A própria filmagem de Foi Apenas um Acidente ocorreu cheia de percalços. Mesmo filmando em parte dentro de uma caminhonete, também para atrair menos atenção, a equipe recebeu a visita de fiscais e se mobilizou para esconder o filme, prevenindo a hipótese de que fosse confiscado - conforme relatou o diretor na coletiva em Cannes. Depois do anúncio de que o filme iria a Cannes, sobretudo nas duas semanas anteriores, vários membros da equipe, como as atrizes Hadis e Mariam, foram intimadas para interrogatórios e pressionadas. Ebrahim Azizi contou que recebeu telefonemas estranhos de números desconhecidos. Um corroteirista do filme foi preso.
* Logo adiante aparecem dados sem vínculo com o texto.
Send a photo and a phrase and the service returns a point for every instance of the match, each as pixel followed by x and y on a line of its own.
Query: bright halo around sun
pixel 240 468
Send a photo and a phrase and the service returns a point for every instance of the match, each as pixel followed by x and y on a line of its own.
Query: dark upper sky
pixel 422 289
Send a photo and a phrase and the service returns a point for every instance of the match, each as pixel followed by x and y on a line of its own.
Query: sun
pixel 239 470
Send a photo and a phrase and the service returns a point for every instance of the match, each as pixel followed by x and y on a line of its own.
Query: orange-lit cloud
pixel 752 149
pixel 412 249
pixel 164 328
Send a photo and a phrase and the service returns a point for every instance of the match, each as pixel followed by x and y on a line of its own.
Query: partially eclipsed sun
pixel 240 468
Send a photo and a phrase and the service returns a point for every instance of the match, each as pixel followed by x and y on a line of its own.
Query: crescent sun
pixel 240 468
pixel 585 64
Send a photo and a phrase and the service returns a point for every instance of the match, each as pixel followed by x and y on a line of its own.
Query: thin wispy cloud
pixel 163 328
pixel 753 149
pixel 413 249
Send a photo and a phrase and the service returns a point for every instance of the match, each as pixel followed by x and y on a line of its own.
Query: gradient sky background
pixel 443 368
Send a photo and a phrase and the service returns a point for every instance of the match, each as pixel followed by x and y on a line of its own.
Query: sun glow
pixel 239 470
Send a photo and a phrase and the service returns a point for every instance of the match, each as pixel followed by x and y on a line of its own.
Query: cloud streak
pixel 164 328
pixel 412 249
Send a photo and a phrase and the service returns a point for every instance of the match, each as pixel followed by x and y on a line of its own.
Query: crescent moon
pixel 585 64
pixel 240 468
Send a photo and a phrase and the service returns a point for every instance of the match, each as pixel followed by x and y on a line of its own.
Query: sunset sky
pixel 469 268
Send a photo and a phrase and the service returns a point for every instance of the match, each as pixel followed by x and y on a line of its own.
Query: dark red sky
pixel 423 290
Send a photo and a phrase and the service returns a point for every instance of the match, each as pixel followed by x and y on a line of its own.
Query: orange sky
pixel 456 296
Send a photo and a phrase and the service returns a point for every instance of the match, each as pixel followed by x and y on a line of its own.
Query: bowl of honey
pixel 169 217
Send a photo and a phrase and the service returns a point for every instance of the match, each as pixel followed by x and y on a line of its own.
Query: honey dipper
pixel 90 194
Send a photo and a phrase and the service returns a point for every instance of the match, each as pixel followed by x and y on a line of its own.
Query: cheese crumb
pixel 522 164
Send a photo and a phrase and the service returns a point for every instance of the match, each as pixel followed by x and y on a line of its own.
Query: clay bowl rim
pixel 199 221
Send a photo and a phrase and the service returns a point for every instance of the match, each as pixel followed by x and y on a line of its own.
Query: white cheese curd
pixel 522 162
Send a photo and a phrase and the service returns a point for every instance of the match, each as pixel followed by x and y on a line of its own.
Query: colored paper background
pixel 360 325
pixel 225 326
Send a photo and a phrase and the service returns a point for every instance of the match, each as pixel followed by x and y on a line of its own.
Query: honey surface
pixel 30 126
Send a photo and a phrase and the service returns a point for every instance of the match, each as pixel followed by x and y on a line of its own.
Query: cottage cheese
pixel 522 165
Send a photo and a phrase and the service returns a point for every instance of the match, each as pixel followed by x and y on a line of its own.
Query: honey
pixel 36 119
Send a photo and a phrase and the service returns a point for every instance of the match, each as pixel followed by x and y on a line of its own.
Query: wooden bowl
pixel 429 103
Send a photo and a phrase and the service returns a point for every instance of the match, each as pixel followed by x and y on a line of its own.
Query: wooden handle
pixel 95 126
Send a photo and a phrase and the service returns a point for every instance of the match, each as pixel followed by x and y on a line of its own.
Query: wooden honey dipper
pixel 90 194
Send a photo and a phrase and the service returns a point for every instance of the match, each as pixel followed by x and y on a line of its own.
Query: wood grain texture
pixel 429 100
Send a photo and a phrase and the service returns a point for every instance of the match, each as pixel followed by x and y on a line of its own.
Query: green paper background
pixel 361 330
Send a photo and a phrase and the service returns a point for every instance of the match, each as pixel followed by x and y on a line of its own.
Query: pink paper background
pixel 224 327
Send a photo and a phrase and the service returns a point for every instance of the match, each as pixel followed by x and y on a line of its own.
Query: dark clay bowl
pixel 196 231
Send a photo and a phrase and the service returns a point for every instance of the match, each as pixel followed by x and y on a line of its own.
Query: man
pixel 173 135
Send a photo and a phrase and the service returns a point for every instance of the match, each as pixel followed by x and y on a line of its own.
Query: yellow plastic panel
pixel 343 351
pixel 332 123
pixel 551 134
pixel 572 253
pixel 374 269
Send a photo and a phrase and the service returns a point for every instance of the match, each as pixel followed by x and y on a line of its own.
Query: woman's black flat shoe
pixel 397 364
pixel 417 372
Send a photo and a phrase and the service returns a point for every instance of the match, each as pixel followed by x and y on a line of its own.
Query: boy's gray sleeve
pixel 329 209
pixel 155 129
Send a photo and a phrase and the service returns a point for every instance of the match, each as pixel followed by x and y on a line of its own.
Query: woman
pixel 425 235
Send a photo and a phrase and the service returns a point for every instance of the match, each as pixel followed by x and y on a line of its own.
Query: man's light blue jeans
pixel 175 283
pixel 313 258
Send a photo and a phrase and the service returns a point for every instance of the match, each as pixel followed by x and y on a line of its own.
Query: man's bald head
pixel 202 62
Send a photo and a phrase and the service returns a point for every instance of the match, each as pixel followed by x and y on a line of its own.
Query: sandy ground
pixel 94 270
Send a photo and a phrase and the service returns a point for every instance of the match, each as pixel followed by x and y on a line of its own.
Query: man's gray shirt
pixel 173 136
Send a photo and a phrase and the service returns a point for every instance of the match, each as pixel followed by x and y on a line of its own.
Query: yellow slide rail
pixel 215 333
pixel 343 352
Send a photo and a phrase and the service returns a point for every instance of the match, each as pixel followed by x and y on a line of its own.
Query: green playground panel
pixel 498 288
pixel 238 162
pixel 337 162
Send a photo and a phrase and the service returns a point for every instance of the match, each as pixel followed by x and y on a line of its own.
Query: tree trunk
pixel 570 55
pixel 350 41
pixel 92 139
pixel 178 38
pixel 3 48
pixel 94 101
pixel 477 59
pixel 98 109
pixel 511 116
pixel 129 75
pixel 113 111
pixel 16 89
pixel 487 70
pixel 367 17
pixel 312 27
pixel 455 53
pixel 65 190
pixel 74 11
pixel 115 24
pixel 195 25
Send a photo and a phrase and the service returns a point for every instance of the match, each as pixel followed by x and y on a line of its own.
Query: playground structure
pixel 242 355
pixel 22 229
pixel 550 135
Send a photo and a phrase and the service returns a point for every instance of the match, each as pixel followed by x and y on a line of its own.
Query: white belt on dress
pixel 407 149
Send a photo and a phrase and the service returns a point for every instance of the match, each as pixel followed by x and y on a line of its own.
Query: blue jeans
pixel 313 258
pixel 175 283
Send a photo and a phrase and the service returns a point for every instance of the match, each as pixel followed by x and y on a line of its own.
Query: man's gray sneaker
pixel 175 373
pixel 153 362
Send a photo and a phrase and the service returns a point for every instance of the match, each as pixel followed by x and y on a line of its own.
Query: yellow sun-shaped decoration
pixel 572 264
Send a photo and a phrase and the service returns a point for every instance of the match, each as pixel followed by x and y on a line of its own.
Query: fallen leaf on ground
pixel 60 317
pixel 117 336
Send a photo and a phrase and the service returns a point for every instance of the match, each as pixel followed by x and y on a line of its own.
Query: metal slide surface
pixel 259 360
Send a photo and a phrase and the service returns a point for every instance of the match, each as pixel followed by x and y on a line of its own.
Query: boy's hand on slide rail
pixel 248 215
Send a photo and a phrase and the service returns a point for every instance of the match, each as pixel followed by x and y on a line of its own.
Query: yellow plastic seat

As restrições do regime iraniano contra os artistas, no entanto, continuam. Nesta semana em que o filme estreia no Brasil, chega a notícia de que o diretor foi novamente condenado a um ano de prisão, proibido por dois anos de viajar para fora do Irã e também de associar-se a grupos políticos e sociais.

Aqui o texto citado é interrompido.